More than 300 Fresno State students are speeding up their road to graduation thanks to a financial award program that helps pay for summer classes.

The Provost Graduation Initiative, which started in 2016, provides grants through the Division of Continuing and Global Education at Fresno State to eligible low-income, undergraduate students to pay for courses during the May-June intersession and the summer session.

The goal for the past two years was to remove financial barriers to completing a degree for students who were one or two classes away from graduating, said Dr. Daniel Bernard, executive director for Continuing and Global Education.

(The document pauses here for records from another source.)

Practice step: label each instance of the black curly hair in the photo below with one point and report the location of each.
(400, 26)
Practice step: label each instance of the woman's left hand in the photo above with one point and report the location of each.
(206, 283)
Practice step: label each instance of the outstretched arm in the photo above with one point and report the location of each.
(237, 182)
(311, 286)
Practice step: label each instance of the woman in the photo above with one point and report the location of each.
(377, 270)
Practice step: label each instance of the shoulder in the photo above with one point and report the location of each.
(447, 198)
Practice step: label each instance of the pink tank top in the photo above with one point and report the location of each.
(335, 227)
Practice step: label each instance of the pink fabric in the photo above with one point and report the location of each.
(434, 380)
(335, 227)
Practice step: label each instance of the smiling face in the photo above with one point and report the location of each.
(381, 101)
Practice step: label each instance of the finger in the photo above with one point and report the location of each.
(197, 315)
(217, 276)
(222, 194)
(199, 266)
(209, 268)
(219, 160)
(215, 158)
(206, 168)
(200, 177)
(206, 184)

Now, the program is open to all students who can demonstrate need, he said.

Fresno State President Joseph I. Castro has shared his vision for continued improvement in graduation rates. The goal by 2025 is a six-year rate around 70 percent and a four-year rate around 35 percent. The University has earned four awards from the American Association of State Colleges and Universities for its strategy to improve student success.

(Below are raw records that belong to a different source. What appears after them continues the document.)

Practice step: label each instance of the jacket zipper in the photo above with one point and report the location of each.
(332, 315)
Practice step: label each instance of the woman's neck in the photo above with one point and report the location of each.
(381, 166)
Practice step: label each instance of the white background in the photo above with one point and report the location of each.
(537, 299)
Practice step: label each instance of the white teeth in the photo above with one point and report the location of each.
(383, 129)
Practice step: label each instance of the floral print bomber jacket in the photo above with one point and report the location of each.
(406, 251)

The provost initiative was honored with the Academic Leaders Tool of the Year award from the Western Academic Leadership Forum in 2016 for being the most innovative higher-education program in the western United States. The award is given to only one four-year institution in the region, which consists of 15 states and the U.S. Pacific territories.

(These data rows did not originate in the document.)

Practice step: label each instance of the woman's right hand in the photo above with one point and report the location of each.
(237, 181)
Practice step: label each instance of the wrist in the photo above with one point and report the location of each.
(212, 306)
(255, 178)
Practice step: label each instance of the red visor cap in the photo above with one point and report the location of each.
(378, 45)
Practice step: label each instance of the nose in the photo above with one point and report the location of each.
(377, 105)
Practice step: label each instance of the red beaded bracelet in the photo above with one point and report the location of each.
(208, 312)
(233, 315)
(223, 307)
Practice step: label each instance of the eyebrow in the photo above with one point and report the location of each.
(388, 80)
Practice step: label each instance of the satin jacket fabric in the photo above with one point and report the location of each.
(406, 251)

During the first year of funding, 245 seniors were awarded $240,000 total to complete 824 units of coursework. In 2017, 198 students received grants worth $274,000 to complete 885 units. The results showed a nearly 6-percent and 5.25-percent increase, respectively, in the cumulative graduation rate if all students completed their coursework, according to the Office of Institutional Effectiveness at Fresno State.

This year, 318 students received grants totaling $384,600 to complete 1,332 credits. Students not yet graduating are only allowed to take one course per session.

Applications are available in early spring. To qualify, students must have undergraduate status and be enrolled at Fresno State during the fall or spring semester, and be in good academic standing. Students near graduation must have earned 80 or more academic units when applying. All other students must have an expected estimated family contribution of $4,000 or less to be eligible.

The initiative “is an innovative program that facilitates students’ completion of University coursework,” said Dr. Scott Moore, dean of Continuing and Global Education. “The program is designed to increase campus graduation rates and decrease the underrepresented minority graduation gap.”